Where information is already available through banks or digital platforms, filing of multiple Form 60 will no longer be required. As a result, filings are expected to fall by 9–10 crore per year, significantly cutting paperwork for both taxpayers and banks.

The department has also simplified PAN application procedures. Earlier, PAN applications were processed through Forms 49A and 49AA, which were long and followed a one-size-fits-all approach. With nearly 5 crore applications being filed annually, even small inefficiencies created a heavy compliance burden. Under the new rules, PAN forms have been split based on individual and non-individual applicants, with fields reduced from 18 to 14 and sub-fields from 47 to 20, making the process faster and more user-friendly.

Another key reform targets business compliance and litigation reduction. Businesses earlier submitted audit details in Form 3CD, which often did not align fully with income-tax return formats. Even minor mismatches could lead to notices, additions and disputes. Under the revised rules, the new tax audit report format (Form 26) has been aligned with the income-tax return, and audit data will be auto-populated wherever possible. Officials said this would reduce duplication, minimise errors and help prevent avoidable disputes.

To reduce common taxpayer errors, the department has also merged Forms 15G and 15H, which were used by depositors and senior citizens to avoid TDS on interest income. Wrong selection of the form was common and led to rejections and follow-ups. Under the revised rules, a single intelligent form will replace both, with the system determining eligibility automatically. Data entry fields have been reduced by around 42 per cent, easing compliance particularly for senior citizens.

The reforms also aim to help very senior citizens aged 75 years and above, for whom return filing can be burdensome. Form 12BBA has been simplified into a basic authorisation form, allowing eligible seniors to authorise banks to compute and deduct tax. Fields have been reduced by about 46 per cent, and many such taxpayers may no longer need to file returns, sources said.

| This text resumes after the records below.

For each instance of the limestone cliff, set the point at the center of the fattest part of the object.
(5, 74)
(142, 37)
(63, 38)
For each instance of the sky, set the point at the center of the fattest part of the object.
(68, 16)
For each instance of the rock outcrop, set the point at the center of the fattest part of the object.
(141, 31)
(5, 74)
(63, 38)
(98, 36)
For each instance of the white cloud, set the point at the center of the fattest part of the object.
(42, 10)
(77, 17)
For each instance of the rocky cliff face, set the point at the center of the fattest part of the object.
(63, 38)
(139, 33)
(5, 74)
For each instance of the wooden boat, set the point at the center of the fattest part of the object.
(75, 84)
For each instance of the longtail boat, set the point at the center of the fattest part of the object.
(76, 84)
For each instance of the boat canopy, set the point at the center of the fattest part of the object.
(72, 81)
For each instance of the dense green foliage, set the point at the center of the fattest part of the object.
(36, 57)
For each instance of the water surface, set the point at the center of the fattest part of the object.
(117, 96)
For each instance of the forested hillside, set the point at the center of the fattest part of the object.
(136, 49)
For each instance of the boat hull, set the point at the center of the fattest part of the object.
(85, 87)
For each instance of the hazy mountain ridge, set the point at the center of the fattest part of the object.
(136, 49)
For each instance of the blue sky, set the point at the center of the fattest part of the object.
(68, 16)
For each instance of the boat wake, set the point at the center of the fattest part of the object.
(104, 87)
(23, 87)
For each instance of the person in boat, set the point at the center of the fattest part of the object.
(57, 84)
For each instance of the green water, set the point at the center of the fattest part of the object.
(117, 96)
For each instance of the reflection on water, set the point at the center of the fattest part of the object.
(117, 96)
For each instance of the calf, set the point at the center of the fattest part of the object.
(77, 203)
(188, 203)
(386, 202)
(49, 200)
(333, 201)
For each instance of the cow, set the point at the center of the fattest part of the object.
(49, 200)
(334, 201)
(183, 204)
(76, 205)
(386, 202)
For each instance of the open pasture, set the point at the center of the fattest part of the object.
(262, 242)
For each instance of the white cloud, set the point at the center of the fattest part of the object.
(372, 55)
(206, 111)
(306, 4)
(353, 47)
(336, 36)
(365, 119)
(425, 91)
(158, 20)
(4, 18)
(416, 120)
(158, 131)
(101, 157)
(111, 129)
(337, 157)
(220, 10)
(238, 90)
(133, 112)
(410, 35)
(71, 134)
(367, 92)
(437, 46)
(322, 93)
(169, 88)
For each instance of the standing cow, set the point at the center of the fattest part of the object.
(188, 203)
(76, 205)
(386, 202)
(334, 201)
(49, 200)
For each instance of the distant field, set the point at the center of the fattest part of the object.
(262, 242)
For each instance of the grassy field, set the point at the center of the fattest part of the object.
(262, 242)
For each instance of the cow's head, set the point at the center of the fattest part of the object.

For businesses and start-ups, the new forms will also incorporate dynamic logic. Irrelevant fields will automatically remain hidden, ensuring that a start-up is not required to answer questions meant for sectors such as mining or manufacturing. Officials said data entry in key business forms has fallen by 40–46 per cent, improving ease of compliance without weakening reporting standards.

“The focus on simplification of the IT forms is a welcome step, in line with the government’s focus on simplification of the tax regime. While a significant number of redundant fields in the forms are proposed to be removed, the data otherwise to be entered into the form remains at similar levels,” an tax expert said.

“There will not be a significant reduction in the effort of the taxpayer in filing the form. It is desired that the forms should be remodelled to optimise information asked for, and suitable clarifications should be issued about what the taxpayer should fill in the respective fields,” he added.

The upcoming compliance overhaul would impact not just corporates but also ordinary taxpayers, tax professionals, senior citizens, small businesses and cross-border transactions ahead of the Income-tax Act, 2025 rollout from April 1, 2026, they said.

The rewrite of the Income-tax Rules and Forms was carried out within the tax department, with over 150 officers reviewing each rule and form line by line. The department also held consultations with taxpayers, professionals, businesses, auditors and reporting entities, officials said.